Osama Fadhel, Assistant Under-Secretary of Industrial Accelerators at the Ministry of Industry and Advanced Technology, said the agreement brings proprietary technology, production capacity and technology transfer into the UAE. Anwar Nusseibeh, chairman of The Nano Company, said NanoCarbonX had “moved from development to production”, while Graphene Star chief executive Marina Starkova said the UAE offered a supportive environment for efficient and sustainable manufacturing.

The deal was among more than 200 agreements signed during the four-day Make it in the Emirates platform, which drew 146,329 visitors and 1,245 exhibitors across 12 sectors at ADNEC Centre Abu Dhabi. The event produced AED171 billion in aggregate deals, including AED48.5 billion in investments and AED19.2 billion in financing and enablement programmes. Authorities also expanded cumulative industrial offtake opportunities to AED180 billion over the next decade and set out plans to localise more than 5,000 products.

The graphene agreement fits within Operation 300Bn, the UAE’s industrial strategy aimed at raising the sector’s contribution to GDP from AED133 billion to AED300 billion by 2031. Advanced materials are emerging as a priority because they connect several strategic sectors at once, including construction, mobility, energy, defence, aerospace and electronics.

Market forecasts underline the commercial rationale. The global graphene market is estimated at about $2.91 billion in 2026 and projected to reach about $15.20 billion by 2031, with demand led by batteries, composites, semiconductors, coatings and aerospace applications. Asia Pacific remains the largest and fastest-growing region, but Gulf producers see an opening through energy infrastructure, logistics, industrial zones and procurement-backed localisation policies.

NanoCarbonX is not the only graphene-linked initiative moving through the UAE’s industrial ecosystem. Dana Gas and Levidian signed a separate agreement at Make it in the Emirates to develop the Sharjah Graphene Park, beginning with indicative capacity of about 15 tonnes a year and possible expansion beyond $50 million as demand grows. Together, the projects suggest that the UAE is testing multiple production routes rather than relying on a single technology pathway.

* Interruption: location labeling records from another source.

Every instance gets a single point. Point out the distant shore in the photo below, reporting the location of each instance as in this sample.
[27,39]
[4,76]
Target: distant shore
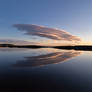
[76,47]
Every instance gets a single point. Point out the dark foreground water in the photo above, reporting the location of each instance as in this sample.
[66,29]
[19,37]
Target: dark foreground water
[45,70]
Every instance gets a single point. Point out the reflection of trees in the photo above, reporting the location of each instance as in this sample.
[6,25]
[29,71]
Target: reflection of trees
[52,58]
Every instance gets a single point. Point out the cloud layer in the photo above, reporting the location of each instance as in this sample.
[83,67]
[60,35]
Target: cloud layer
[51,33]
[17,42]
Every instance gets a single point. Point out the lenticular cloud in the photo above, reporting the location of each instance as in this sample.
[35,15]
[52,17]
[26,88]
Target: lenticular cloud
[51,33]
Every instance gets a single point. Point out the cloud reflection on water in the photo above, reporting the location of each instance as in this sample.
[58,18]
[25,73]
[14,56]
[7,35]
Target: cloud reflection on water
[51,58]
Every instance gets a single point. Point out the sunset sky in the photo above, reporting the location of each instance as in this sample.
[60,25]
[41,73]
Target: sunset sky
[57,21]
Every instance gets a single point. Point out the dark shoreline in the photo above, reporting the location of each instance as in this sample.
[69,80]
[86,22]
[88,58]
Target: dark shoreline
[77,47]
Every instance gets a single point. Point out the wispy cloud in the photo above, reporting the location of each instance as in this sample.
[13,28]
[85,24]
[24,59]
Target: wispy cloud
[17,42]
[51,33]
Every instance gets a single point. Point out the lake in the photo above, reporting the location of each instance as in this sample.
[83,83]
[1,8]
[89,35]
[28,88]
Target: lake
[45,70]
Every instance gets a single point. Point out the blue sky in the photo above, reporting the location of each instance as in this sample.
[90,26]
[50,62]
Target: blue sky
[74,16]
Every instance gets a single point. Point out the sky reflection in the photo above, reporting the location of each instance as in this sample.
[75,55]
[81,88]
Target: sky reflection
[50,58]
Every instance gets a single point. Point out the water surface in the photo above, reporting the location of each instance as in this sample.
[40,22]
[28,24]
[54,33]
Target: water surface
[45,70]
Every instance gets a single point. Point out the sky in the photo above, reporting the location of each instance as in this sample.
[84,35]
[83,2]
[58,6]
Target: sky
[72,16]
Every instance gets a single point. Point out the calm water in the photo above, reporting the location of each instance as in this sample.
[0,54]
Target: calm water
[45,70]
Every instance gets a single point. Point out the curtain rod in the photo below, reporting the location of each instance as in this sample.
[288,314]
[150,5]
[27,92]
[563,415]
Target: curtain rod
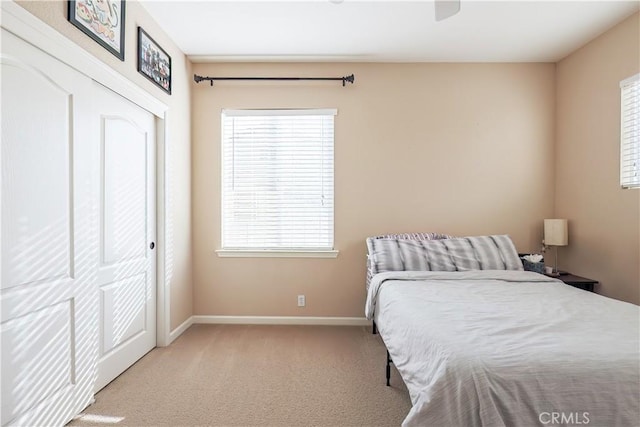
[344,79]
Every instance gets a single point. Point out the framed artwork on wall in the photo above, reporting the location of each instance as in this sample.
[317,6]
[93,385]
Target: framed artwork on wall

The challenge will be execution. Graphene buyers require consistent particle quality, validated performance, reliable pricing and clear safety documentation. Construction and coatings customers may adopt the material faster than battery manufacturers, where qualification cycles are longer and supply-chain requirements are stricter. Export ambitions will also depend on certification, intellectual property protections and the ability to meet volume commitments without compromising quality.

For KEZAD, the facility adds another advanced manufacturing component to Abu Dhabi’s industrial base, linking materials production with logistics, research, workforce development and downstream users. For NanoCarbonX and Graphene Star, the agreement offers a route to convert patented technology into regional industrial capacity, with the UAE serving as both production base and launch market for graphene-enabled products.